Large-scale energy-efficient graph traversal: a path to efficient data-intensive supercomputing

  • Authors:
  • Nadathur Satish;Changkyu Kim;Jatin Chhugani;Pradeep Dubey

  • Affiliations:
  • Parallel Computing Lab, Intel Corporation;Parallel Computing Lab, Intel Corporation;Parallel Computing Lab, Intel Corporation;Parallel Computing Lab, Intel Corporation

  • Venue:
  • SC '12 Proceedings of the International Conference on High Performance Computing, Networking, Storage and Analysis
  • Year:
  • 2012

Quantified Score

Hi-index 0.00

Visualization

Abstract

Graph traversal is a widely used algorithm in a variety of fields, including social networks, business analytics, and high-performance computing among others. There has been a push for HPC machines to be rated not just in Petaflops, but also in "GigaTEPS" (billions of traversed edges per second), and the Graph500 benchmark has been established for this purpose.

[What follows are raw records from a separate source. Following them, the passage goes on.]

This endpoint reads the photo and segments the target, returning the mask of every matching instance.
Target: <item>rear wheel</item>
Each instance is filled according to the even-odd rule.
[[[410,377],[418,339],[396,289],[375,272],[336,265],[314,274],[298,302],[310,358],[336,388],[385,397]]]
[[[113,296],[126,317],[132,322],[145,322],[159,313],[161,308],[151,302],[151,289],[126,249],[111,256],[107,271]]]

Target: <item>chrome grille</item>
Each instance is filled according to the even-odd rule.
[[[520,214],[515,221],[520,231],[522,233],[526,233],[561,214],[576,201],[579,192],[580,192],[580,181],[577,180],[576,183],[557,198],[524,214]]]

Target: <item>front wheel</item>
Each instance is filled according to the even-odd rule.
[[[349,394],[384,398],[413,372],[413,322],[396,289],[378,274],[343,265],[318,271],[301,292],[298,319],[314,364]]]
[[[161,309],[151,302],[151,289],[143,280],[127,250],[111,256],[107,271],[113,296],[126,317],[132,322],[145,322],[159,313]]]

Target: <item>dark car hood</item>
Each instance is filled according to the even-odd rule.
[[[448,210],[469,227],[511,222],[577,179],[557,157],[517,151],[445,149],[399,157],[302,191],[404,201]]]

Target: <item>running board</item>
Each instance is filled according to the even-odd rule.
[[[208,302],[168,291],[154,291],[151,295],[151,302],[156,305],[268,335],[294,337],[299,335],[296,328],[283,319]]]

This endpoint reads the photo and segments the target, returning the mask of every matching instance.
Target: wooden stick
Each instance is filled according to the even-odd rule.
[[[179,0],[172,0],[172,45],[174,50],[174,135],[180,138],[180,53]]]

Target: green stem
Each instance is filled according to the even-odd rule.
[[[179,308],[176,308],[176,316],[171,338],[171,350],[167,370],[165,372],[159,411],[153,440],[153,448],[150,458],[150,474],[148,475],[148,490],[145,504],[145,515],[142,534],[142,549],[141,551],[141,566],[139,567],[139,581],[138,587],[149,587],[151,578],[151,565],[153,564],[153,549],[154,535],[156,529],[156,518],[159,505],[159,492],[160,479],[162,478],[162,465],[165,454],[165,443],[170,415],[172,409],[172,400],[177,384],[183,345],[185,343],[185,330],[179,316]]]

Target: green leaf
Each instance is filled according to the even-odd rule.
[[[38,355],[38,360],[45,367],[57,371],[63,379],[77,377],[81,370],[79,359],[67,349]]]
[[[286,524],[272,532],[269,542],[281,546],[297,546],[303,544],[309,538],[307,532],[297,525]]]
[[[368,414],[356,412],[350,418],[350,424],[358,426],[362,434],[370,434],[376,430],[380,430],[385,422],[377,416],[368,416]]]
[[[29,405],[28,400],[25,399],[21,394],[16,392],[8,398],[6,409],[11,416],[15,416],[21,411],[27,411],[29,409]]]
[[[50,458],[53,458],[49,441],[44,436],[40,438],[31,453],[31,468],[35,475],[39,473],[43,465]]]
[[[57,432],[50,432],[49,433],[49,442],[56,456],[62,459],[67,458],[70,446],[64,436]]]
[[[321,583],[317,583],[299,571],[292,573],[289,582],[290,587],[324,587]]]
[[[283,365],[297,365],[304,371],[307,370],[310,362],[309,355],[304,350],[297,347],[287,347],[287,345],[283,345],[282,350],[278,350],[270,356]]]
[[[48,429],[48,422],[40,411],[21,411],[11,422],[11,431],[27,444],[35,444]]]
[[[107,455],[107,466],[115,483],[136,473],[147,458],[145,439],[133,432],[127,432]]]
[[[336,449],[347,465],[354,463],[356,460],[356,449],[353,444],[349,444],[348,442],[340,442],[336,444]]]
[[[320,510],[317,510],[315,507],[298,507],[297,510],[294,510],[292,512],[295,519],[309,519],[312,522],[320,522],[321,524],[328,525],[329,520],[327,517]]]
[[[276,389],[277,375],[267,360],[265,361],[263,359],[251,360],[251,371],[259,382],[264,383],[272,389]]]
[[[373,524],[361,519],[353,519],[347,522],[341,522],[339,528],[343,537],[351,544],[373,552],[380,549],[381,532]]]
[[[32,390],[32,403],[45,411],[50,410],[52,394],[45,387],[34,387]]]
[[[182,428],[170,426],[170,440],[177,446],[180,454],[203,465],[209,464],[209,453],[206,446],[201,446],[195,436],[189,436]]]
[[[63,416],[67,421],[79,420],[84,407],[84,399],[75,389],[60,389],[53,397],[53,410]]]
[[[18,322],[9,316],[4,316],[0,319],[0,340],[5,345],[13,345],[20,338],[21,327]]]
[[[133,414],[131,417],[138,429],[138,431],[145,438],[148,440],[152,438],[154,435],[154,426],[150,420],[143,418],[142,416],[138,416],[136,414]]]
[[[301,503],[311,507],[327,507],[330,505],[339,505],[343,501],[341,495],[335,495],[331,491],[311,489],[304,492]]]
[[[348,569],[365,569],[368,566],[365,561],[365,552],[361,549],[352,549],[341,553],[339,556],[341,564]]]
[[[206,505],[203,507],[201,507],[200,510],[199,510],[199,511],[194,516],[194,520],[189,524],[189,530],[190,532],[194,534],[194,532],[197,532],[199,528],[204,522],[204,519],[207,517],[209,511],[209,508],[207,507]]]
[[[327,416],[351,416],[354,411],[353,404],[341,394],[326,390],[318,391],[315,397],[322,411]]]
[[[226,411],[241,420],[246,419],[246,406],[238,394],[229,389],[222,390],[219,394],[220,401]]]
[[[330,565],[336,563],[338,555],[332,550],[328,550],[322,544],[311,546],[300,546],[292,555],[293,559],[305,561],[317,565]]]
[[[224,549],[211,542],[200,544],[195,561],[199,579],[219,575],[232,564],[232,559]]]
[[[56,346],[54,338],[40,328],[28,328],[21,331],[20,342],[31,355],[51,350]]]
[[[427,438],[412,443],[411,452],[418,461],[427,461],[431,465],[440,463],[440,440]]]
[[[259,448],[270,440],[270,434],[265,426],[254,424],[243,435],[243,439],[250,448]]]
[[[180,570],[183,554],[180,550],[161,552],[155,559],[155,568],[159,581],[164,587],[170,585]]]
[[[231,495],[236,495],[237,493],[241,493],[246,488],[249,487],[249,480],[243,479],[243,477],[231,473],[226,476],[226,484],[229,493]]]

Graph traversal on single nodes has been well studied and optimized on modern CPU architectures. However, current cluster implementations suffer from high latency data communication with large volumes of transfers across nodes, leading to inefficiency in performance and energy consumption. In this work, we show that we can overcome these constraints using a combination of efficient low-overhead data compression techniques to reduce transfer volumes along with latency-hiding techniques. Using an optimized single node graph traversal algorithm [1], our novel cluster optimizations result in over 6.6X performance improvements over state-of-the-art data transfer techniques, and almost an order of magnitude in energy savings. Our resulting implementation of the Graph500 benchmark achieves 115 GigaTEPS on a 320-node/5120 core Intel® Endeavor cluster with E5-2700 Sandybridge nodes, which matches the second ranked result in the most recent November 2011 Graph500 list [2] with about 5.6X fewer nodes. Our cluster optimizations only have a 1.8X overhead in overall performance from the performance of the optimized single-node implementation, and allows for near-linear scaling with number of nodes. Our algorithm on 1024 nodes on an Intel® Xeon® X5670 Westmere processor (with lower per-node performance) for a large multi-Terabyte graph attained 195 GigaTEPS in performance, proving the high scalability of our algorithm. Our per-node performance is the highest in the top 10 of the Nov 2011 Graph500 list.